No Círio, ciência e religião se fundem e se complementam no pagamento de cada promessa. A romeira de joelhos agradece a cura da filha. A doença era grave, tomou todos os remédios da ciência, mas para garantir e não ter chance de erro, a promessa, o ato de fé, o agradecimento a N.Sra. O que curou? As duas coisas. Já há diversas pesquisas que demonstram o forte papel do ânimo, da fé, na imunidade e resistência do corpo.

De acordo com a Sociedade Brasileira de Oncologia Clínica(SBOC) e o médico Leandro Ramos, guardar ressentimento, mágoa, raiva, segredos, pode oportunizar câncer. As mesmas pesquisas demonstram que no tratamento do câncer, pacientes mais alegres, felizes, confiantes, obtém melhores resultados, inclusive a cura.

Além disso, o próprio Círio como realização, a logística, a organização, o estudo do fenômeno social, o marketing; e, ao mesmo tempo, o mistério, o sagrado, a transcendência. Mas, afinal, o que une e o que separa esses dois universos? E como a celebração da diferença pode ser um antídoto contra os males deste nosso tempo de ódios e intolerâncias?

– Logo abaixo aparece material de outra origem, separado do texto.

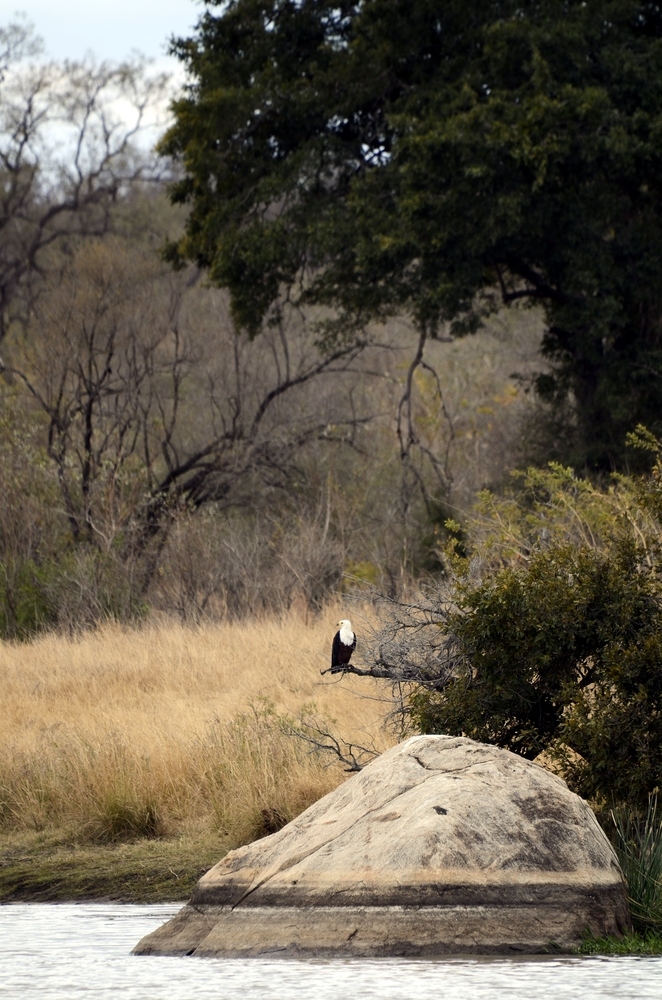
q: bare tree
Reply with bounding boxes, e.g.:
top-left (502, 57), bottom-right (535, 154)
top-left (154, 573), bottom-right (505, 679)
top-left (7, 229), bottom-right (378, 603)
top-left (0, 15), bottom-right (166, 354)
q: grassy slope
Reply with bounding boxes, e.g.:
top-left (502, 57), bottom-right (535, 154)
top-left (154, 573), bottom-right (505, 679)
top-left (0, 608), bottom-right (394, 902)
top-left (0, 609), bottom-right (662, 955)
top-left (0, 834), bottom-right (226, 903)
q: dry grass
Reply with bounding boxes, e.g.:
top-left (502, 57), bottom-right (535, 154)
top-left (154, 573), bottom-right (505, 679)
top-left (0, 608), bottom-right (394, 846)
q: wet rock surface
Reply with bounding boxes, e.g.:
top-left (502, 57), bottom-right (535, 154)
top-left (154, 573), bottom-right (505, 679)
top-left (135, 736), bottom-right (629, 956)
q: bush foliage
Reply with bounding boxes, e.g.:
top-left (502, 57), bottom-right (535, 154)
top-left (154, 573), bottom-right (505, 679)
top-left (412, 430), bottom-right (662, 807)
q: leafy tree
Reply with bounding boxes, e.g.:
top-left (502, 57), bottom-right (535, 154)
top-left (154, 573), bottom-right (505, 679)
top-left (162, 0), bottom-right (662, 469)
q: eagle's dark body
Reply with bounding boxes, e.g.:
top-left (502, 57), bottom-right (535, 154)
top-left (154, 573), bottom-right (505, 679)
top-left (331, 629), bottom-right (356, 673)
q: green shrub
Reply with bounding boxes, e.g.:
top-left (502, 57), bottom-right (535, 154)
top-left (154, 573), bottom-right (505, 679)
top-left (411, 432), bottom-right (662, 809)
top-left (612, 795), bottom-right (662, 933)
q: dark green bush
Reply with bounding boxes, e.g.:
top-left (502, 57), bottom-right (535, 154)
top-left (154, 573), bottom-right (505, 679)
top-left (411, 434), bottom-right (662, 808)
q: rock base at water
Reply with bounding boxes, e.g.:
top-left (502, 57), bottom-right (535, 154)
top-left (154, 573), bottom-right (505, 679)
top-left (135, 736), bottom-right (630, 957)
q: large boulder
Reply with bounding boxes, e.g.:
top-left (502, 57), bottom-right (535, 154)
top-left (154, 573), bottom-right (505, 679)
top-left (135, 736), bottom-right (629, 956)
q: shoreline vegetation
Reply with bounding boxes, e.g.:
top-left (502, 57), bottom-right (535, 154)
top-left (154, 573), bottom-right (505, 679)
top-left (0, 607), bottom-right (399, 903)
top-left (0, 608), bottom-right (662, 955)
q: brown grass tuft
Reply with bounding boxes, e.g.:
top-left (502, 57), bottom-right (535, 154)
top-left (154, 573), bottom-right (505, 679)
top-left (0, 609), bottom-right (393, 846)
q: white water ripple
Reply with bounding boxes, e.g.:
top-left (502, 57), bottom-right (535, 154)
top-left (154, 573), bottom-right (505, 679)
top-left (0, 903), bottom-right (662, 1000)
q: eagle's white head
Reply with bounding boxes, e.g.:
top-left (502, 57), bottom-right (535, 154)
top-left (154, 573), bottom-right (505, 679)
top-left (338, 618), bottom-right (354, 646)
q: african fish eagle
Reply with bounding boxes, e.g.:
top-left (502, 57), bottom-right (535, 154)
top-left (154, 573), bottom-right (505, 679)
top-left (331, 618), bottom-right (356, 674)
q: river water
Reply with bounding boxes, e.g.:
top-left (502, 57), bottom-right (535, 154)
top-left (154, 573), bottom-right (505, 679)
top-left (0, 903), bottom-right (662, 1000)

Immanuel Kant(1724-1804), filósofo das luzes, via a religião como uma experiência ética, mas centrada na razão prática. Em sua obra “Religião nos Limites da Simples Razão”, ele afirma: “A religião é o reconhecimento de todos os nossos deveres como mandamentos divinos.” Para Kant, a fé não nega a razão, mas a complementa, oferecendo sentido ético na dimensão individual, e moral na dimensão coletiva, social, para a existência humana. A ciência, por sua vez, é o campo do conhecimento racional, empírico, demonstrável, mas não responde às perguntas últimas sobre qual a missão humana na Terra, daí o que é justo, e certo. Enfim, o sentido da vida (KANT, 2011).

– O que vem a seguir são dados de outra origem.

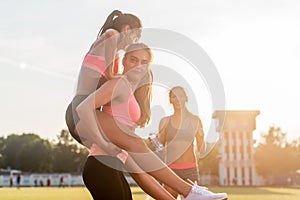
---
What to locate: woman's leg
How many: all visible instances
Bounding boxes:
[96,111,192,196]
[82,156,132,200]
[125,156,176,200]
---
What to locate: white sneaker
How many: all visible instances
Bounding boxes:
[180,184,228,200]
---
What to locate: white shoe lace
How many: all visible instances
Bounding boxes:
[191,184,214,196]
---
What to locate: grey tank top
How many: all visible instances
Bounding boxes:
[165,117,198,143]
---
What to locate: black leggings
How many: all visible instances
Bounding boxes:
[82,156,132,200]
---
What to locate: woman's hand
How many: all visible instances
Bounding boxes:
[103,142,122,157]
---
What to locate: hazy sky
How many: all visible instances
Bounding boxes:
[0,0,300,143]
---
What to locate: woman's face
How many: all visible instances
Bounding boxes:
[120,25,142,49]
[170,88,187,108]
[122,49,151,82]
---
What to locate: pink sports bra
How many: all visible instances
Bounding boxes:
[103,80,141,127]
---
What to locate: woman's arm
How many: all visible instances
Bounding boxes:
[104,29,120,79]
[157,117,169,146]
[196,117,205,155]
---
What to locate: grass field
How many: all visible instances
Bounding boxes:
[0,187,300,200]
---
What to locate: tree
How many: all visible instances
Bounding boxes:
[0,133,51,172]
[199,143,220,175]
[53,129,88,172]
[254,126,300,184]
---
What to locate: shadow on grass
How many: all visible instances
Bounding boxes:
[223,187,295,195]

Albert Einstein(1879-1955), físico de fronteira, também se recusava a ver ciência e religião como inimigas. “A ciência sem religião é manca, a religião sem ciência é cega”, escreveu em seu famoso ensaio sobre as duas esferas. Para Einstein, o sentimento religioso nasce da busca de explicações, até então impossíveis, diante dos mistérios do universo, e a busca científica é, em última instância, um ato de humildade diante do incompreensível. Por outro lado, a negação da ciência é a confissão do oportunismo de algumas lideranças religiosas manipulando a boa fé das pessoas (EINSTEIN, 2009).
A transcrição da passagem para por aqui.